For that reason, Scott admits he's “a bit concerned that we're jumping the gun. But, by now, these weeds have had so much Roundup on them and there are so many plants in the field that look unaffected that it's beyond the theoretical. The plants might burn up a little and then will send out new growth. The bad thing is they're still producing seed.”

Monsanto is well aware of the problem ragweed, says Scott. The company is evaluating sample plants in St. Louis.

Chlapecka has investigated several other ragweed calls. None have proven worrisome.

“He thinks the ragweed in those instances was already very large when it was first sprayed,” says Scott. “Those fields are probably just experiencing partial control. The only thing that makes us believe that isn't what happened here is the various level of control. There are dead plants literally right beside plants that are green and full of seed.”


Ragweed is a very similar plant to marestail, a confirmed glyphosate-resistant weed. “They're not genetically similar,” says Scott, “but they are in growth habits and physiology. Like marestail, ragweed gets a woody stem and grows tougher with age. It also likes to grow in the same type of areas that marestail likes.”
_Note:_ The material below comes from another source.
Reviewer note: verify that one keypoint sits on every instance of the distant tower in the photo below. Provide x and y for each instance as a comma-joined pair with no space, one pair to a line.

If proven to exist, resistant ragweed isn't going to change agriculture profoundly. Ragweed isn't a huge problem in any major crop, and there are herbicides besides glyphosate to control the weed.

The larger issue, says Scott, is the path agriculture is traveling. “Two years ago, on the front page of Delta Farm Press was a headline saying ‘Horseweed is resistant.’ Now, two years later, all indications are we've got resistant ragweed. What's going to be next? Will it be pigweed?”

If, indeed, it is pigweed — as many experts believe — Scott says trouble looms. “I'll go on the record: it's a matter of when, not if, pigweed becomes resistant. Tall waterhemp or lambsquarter would also be bad news. In some areas — like Jackson County — where there's already Scepter/DNA-resistant pigweed, producers would be in a pickle because there's not another good option. If that scenario plays out, we'd be knocked back at least 20 years as far as herbicides.”

In the coming weeks, Scott and colleagues will be on the 22 acres harvesting ragweed seed and taking soil samples “to grow plants from the seed bank. We'll then grow the plants in the greenhouse and compare those to a population of ragweed that's definitely glyphosate-susceptible. We'll then run all kinds of tests in cooperation with Dick Oliver (weed biology specialist at the University of Arkansas) and Ron Talbert (resistance management specialist with the university). By Christmas, we should have a definite answer on this. I really hope this ragweed is just tolerant, but I wouldn't put any money on it.”